それは、ある防御機構が進化する為には「捕食者から生き延びることが目的」なのではなく、「同種の他個体より少しでも生き延びることが目的」だから

皆さんはミジンコを見たことがありますか?


体長は数mmのとても小さなプランクトンですが、この小さな生物はただただ捕食者に食べられるのを待つだけの小さな存在ではありません。


だいぶ昔に行われたミジンコの研究から判明しているのは、ミジンコの仲間は捕食者を感知するとツノを生やすということです。


しかし、このツノはとても小さいので、捕食者から完全に逃れることには役立ちません。


なぜ、このような不完全とも言える防衛は進化したのでしょうか?


それは、ある防御機構が進化する為には「捕食者から生き延びることが目的」なのではなく、「同種の他個体より少しでも生き延びることが目的」だからだと言えます。

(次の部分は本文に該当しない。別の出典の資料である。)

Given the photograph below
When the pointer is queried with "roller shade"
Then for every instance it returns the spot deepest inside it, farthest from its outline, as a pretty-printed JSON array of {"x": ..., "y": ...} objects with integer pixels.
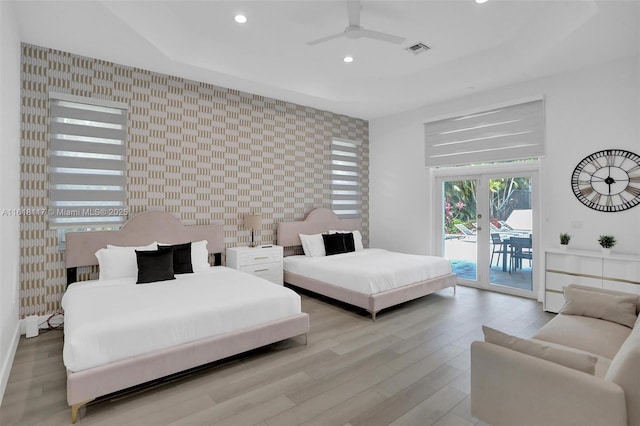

むしろ、捕食者が存在しないような状況ではさまざまな形質が誕生します。


ある“特定の形質を持つ個体”の遺伝子が集団中に広がることでその形質は普遍的になります。


例え不完全な防衛でも、少しでもその防衛方法を持たない個体より生存に役立てば、その形質は進化しえます。


ある特定の形質が集団中に普遍的に進化するのは、個体が捕食者と争っているからではなく、同種の他個体と争っているからということを忘れてはなりません。


参考文献:


Dodson, S.I. The ecological role of chemical stimuli for the zooplankton: predator-induced morphology in Daphnia . Oecologia78, 361–367 (1989). https://doi.org/10.1007/BF00379110

 
 

*全ての記事は科学的な知見に基づくものであり、一部の人に不利になるような思想を助長させるものではありません。